Using the Go To Box in a Tool window: In a previous blog entry, I emphasized the use of the Go To box in the Search window to quickly navigate to the verses you want. Did you know you can do the same thing in the Tool window? Simply type a word or phrase into the Go To Box (or a Scripture reference if you're in a reference tool), then hit return, and you'll be taken to the article which is the closest match to what you typed.
Knowing Where You are in a Tool window: When you do a search in a Tool window, some of the hits you find may be in subarticles which are deeply nested within an article. How do you know where you are in the body of the tool? Well, you can look at the Go To Box, which will give you the current subarticle preceded by the main article to which it belongs.
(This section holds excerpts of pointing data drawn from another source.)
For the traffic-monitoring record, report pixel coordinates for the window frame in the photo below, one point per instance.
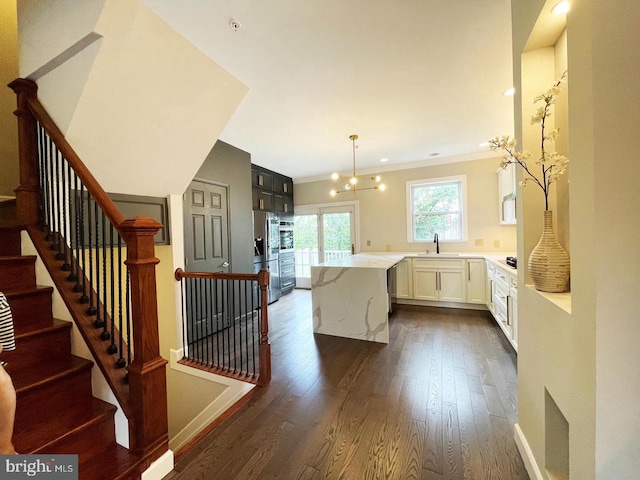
(462, 181)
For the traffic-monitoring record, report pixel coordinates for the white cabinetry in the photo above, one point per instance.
(404, 279)
(476, 281)
(439, 279)
(502, 301)
(507, 194)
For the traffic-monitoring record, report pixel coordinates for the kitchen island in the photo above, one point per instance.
(350, 296)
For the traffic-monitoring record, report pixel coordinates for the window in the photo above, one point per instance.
(436, 206)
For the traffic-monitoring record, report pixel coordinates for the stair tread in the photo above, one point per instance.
(17, 258)
(56, 428)
(25, 291)
(57, 324)
(47, 372)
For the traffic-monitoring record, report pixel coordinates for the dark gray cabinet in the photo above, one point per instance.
(272, 191)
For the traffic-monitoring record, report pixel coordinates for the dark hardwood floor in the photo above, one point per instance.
(438, 402)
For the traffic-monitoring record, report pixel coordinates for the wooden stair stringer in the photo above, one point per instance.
(83, 320)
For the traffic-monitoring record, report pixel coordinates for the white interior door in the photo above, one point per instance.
(322, 234)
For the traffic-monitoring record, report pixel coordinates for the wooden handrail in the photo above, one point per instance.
(27, 91)
(259, 277)
(145, 403)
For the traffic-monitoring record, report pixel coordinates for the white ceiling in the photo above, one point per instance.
(413, 78)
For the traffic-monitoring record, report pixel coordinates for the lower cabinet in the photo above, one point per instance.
(439, 279)
(476, 281)
(404, 280)
(287, 272)
(502, 300)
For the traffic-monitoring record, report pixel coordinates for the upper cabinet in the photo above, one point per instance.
(282, 184)
(261, 178)
(272, 191)
(507, 194)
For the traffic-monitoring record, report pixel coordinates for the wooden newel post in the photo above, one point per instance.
(28, 193)
(147, 373)
(264, 348)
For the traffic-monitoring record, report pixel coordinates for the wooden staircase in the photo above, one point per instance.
(56, 411)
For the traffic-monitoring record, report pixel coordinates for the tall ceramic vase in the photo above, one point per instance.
(549, 264)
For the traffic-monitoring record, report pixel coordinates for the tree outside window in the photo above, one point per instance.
(436, 207)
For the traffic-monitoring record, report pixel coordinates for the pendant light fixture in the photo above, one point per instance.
(353, 184)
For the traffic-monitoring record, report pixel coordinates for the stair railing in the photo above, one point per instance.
(103, 266)
(226, 324)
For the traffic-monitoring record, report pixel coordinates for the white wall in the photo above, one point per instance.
(383, 215)
(140, 104)
(9, 179)
(587, 357)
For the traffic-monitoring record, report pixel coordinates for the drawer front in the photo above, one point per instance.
(440, 263)
(513, 286)
(491, 268)
(502, 277)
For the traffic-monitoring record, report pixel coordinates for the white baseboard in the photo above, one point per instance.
(527, 454)
(160, 468)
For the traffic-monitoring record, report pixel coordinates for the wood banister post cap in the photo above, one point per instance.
(22, 85)
(140, 224)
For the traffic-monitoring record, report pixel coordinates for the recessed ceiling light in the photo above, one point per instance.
(561, 8)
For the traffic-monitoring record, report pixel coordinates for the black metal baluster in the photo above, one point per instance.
(105, 334)
(200, 319)
(225, 308)
(65, 240)
(92, 310)
(99, 322)
(42, 159)
(253, 325)
(183, 289)
(238, 319)
(247, 291)
(120, 363)
(81, 283)
(49, 161)
(128, 298)
(191, 313)
(56, 216)
(219, 321)
(75, 232)
(210, 321)
(112, 346)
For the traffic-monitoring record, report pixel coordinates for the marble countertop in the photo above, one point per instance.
(366, 260)
(389, 259)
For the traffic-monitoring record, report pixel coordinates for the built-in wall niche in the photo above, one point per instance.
(556, 440)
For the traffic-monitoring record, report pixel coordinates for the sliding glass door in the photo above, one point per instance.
(322, 234)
For example, if I search for the word "dove" in Anchor Bible Dictionary, the Go To Box shows "ART AND ARCHITECTURE: 8. The Dove." In this way, I can tell right away that the article I'm looking at is in the article on Art and Architecture.
But I still don't know where the current subarticle falls in the structure of the entire article. To see that, I can open the browser pane. There I'll see the top level of the article hierarchy, which in this case is all the letters of the English alphabet. The letter A is highlighted to show that the current article falls within that section of the tool. I could then click the disclosure triangle to reveal the next level of the hierarchy, scroll down until I see which article is highlighted, click that article's disclosure triangle, and so on until I drill down to the current article.
But who has time for that? If I just option-click on the disclosure triangle beside the letter A at the top level of the browser, Accordance will automatically expand every level of the browser containing the current article. It's a quick way to see how the current article fits into the structure of the entire tool.
Okay, I better stop there. Hope these are helpful to some of you.